First of all, it tasted good.


It was not satisfying.  I knew while I was eating it that I was going to be hungry.  In fact, I was hungry while I was eating it.  All I could think of was what could be added to it.  Avocados would have helped but ours had gone from ‘not yet’ to ‘rotten’ overnight.  Avocados are known to do that.  I did manage to salvage half an avocado out of three but it wasn’t enough to make a difference.  Black olives would also have been a good addition.

Sister loved it.  And she loved it even more when she added some homemade mayonnaise to her salad. I told her I wasn’t satisfied and we were just eating a bowl full of carbs.  Sister suggested it was because the salad contained no meat but I had eaten mine with a side of carnitas.  It hadn’t helped.

Honestly, I’ve been more satiated after eating a salad consisting of mostly lettuce than I was of this dish.

I was an unhappy camper.  I wasn’t satisfied and toward the end of the afternoon I was stomach-growling hungry.  That’s something we never experienced while doing our Whole40.

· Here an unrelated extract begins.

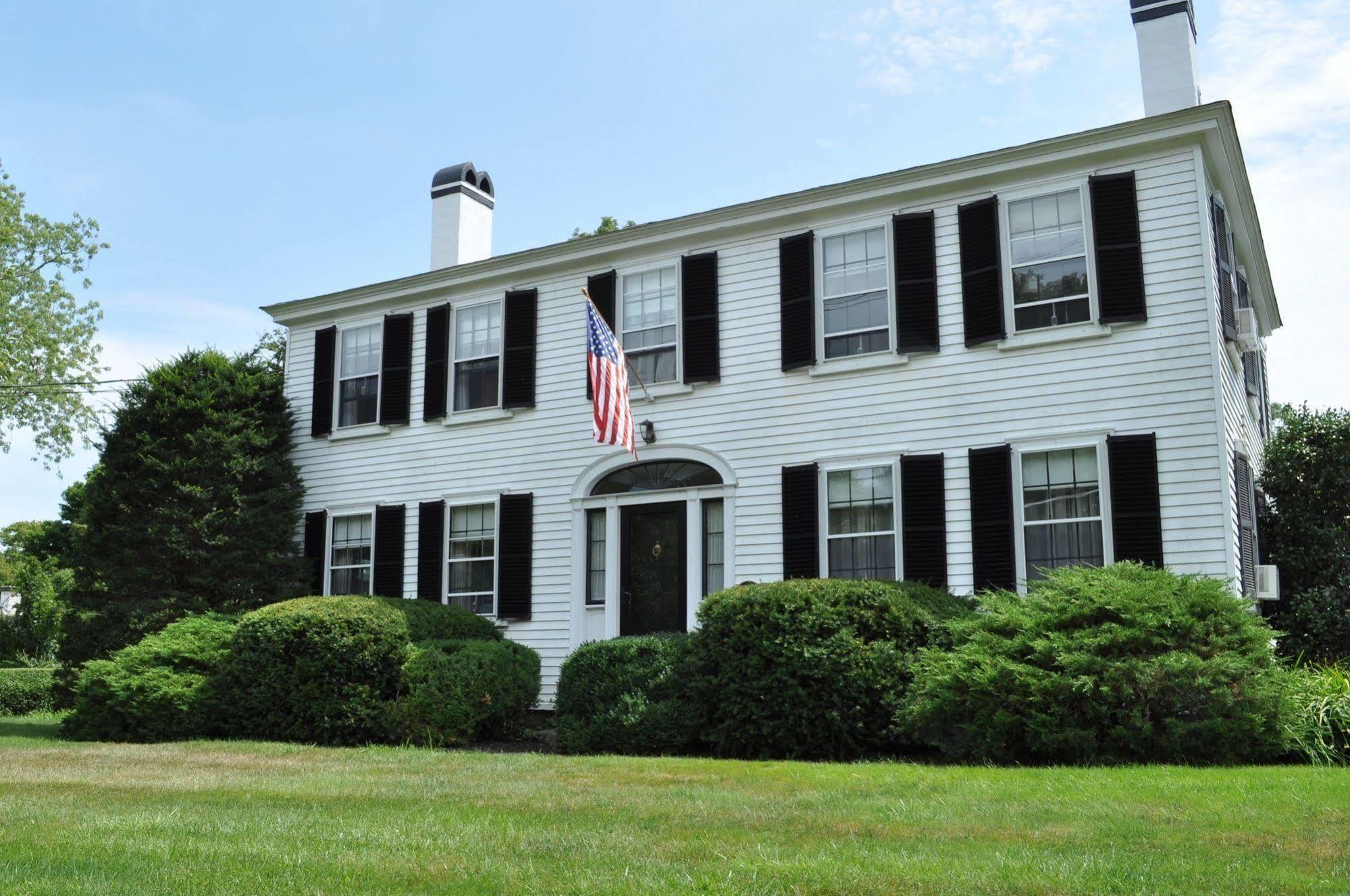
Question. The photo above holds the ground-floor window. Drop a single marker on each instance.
(473, 556)
(348, 564)
(1062, 509)
(862, 523)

So, would I rule out this corn salad altogether?

No, it was good.


As a side to a meat and another vegetable.  Never as a stand-alone dish.

I am pleased that I was able to pinpoint my reaction so easily.  It was almost immediate.  I seem to have absorbed more from the Whole30 book than I realized.  I wondered if I would have any problems with the sweet starchiness.  I didn’t have any residual cravings.  The only thing I wanted was some squash or green beans because I was hungry and the ‘sugar dragon’ didn’t even twitch.

We had breakfast for supper – grits – and it was much more satisfying.  Sister eats eggs {{shudder}} and mixed some leftover zucchini and carnitas in the egg to go with her grits.  I had turkey sausage with mine.  I exceeded ½ cup by far but I was hongry.  (Hungry with an attitude.)  It was a much more satiating meal.

Eating corn twice in one day I was concerned about my blood sugar but it didn’t do anything wild or crazy.  The next morning it was still right where it tends to be in the morning.  I think that is because we have been eating clean for over a month.  The corn by itself was not enough to throw anything out of line.

However, even though the reintroduction stages are explicitly laid out in the Whole30 book, I did experience some lingering guilt feelings.  We were eating a ‘banned’ food.  I didn’t have any such feelings about the fordhooks.  The only guilt attached to those was when the pot boiled over.  (See, inside information.)  I don’t know why the difference.  Perhaps I’ll find the answer in the food freedom book.

Corn Salad

Light and tasty side dish


  • 1 10 oz bag of steamed corn
  • 2 whole avocados, chopped
  • 1 cup grape tomatoes, halved
  • 1 medium English cucumber, thinly sliced
  • 2 tbsp red onion, minced
  • 1 whole lemon, juiced
  • To taste black pepper
  • To taste salt
  • 2 tbsp olive oil


  • Cook corn according to package directions.  
    Pay attention to which side of the bag goes up.
  • Place the corn in a large bowl and let cool.
  • Add remaining ingredients and toss together.


This would also be good with some sliced black olives.